The wind had picked up and the Zepeppelin strained at its anchor pins. Tiberius was struggling with the fairy, trying to push it from the ledge so they could shut the sliding rock door. Becky and Stubs joined the fracas and together managed to push the intruder out of the opening. The fairy gripping the edge of the door with his hands and, reversing his wing motion, used the backward thrust to hold the door open.

Ember leaped forward and, grabbing one of the fairy's fingers, chomped down with his tiny teeth. Startled, the fairy yelped and let go, but forgot to adjust his wing strength. With the speed of a rocket, he shot backward down the mountainside and out of sight.

"Rowr!" said Ember.

Tiberius wasted no time slamming the door. He turned to Becky. "You're one of them, aren't you! On your way to join them!"

Becky shook her head emphatically. "No! I'm not! I'm trying to stop them. Teehee!" She clamped a hand over her mouth.

Tiberius began dancing about, pointing at Becky accusingly. "The Call! That's 'ow they knew where you were!"

Stubs looked at Becky and she nodded. "He's right. If anyone with the Call begins questioning the Syndicate, it immediately sends a warning to their headquarters. It's their way of eliminating opposition before it can spread."

There was a pounding on the front door. Having abandoned their efforts to pry open the rock wall, the fairies were concentrating on the wooden door.

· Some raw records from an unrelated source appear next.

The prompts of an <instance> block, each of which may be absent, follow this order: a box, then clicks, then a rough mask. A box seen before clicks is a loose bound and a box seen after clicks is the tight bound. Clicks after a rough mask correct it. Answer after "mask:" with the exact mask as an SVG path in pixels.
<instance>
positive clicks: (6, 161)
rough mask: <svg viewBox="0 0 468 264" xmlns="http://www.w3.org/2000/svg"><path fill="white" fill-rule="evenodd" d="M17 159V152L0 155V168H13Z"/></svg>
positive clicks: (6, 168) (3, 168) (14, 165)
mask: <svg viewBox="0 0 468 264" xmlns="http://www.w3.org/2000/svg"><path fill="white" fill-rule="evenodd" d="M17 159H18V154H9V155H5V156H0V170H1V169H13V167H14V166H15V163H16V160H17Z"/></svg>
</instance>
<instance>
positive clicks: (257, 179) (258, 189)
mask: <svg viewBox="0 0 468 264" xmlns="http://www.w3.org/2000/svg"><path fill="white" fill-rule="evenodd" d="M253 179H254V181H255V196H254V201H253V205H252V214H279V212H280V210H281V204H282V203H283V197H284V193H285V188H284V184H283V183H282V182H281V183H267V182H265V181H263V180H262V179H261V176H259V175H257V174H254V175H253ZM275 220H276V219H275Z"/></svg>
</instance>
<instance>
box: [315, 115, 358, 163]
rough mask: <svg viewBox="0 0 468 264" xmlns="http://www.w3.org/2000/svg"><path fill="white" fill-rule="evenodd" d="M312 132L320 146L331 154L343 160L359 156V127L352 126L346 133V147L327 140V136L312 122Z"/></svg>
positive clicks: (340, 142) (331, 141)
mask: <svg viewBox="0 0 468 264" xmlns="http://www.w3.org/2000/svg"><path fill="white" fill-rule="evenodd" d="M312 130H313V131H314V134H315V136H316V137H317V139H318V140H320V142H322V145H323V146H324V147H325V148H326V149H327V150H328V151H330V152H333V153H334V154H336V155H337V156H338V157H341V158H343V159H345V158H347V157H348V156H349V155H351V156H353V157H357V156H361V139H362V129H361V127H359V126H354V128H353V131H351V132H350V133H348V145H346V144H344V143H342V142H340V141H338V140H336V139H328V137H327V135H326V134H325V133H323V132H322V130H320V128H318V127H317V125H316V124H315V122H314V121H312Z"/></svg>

They could hear giggling and knew the doorknob was giving the fairies a difficult time.

"Bed of roses!" swore one of the fairies. "I can't catch it! Sit still, knob!"

"Quick!" Tiberius said. "That door won't 'old 'em long. While they're busy, we might be able to make a run for it. Everyone to the dirigibibble!"

6 comments:

Anonymous said...

Evidently that doorknob is from Chicago.

Paul FooDaddy Brand said...

It's going to be fun to read Tiberius' lines for the audjiobook.

And why did I throw so many "--ius" names in there? I don't remember being overly fond of them.

Great chapter. I like the ineffectual demon and particularly the Duck Tape. Why? Because ducks are hip.

Also, the Writer accidentally shoving a handful of granola into his ear elicited not a few LOLs.

Anonymous said...

this was really good. I like the duck tape dirigibibble, I want one. can I have one? I promise to take good care of it.

Jack W. Regan said...

Glajya'll liked it. And, yes, CCG, you may have a duck tape dirigibibble. But I warn you, there's a lot of paperwork involved.

Jack W. Regan said...

AND FURTHERMORE...! No, I guess that was it.

Anonymous said...

The aged daddyfoo's joints creaked as he entered the story from the stage door, walked to his cue mark, then stooped down to pick up, examine quizzically and finally hand back the strange object to Tiberius. Tiberius stared at it in amazement. He stared at in in Cape May Courthouse, New Jersey. But mostly he stared at it right here, where our story (but no one else) is laid. Finally the wizened old foo spoke:

"Here. Your crest has fallen off."

Turning on his squeaky shoes, the old man quietly walked out of the scene. They never saw him again.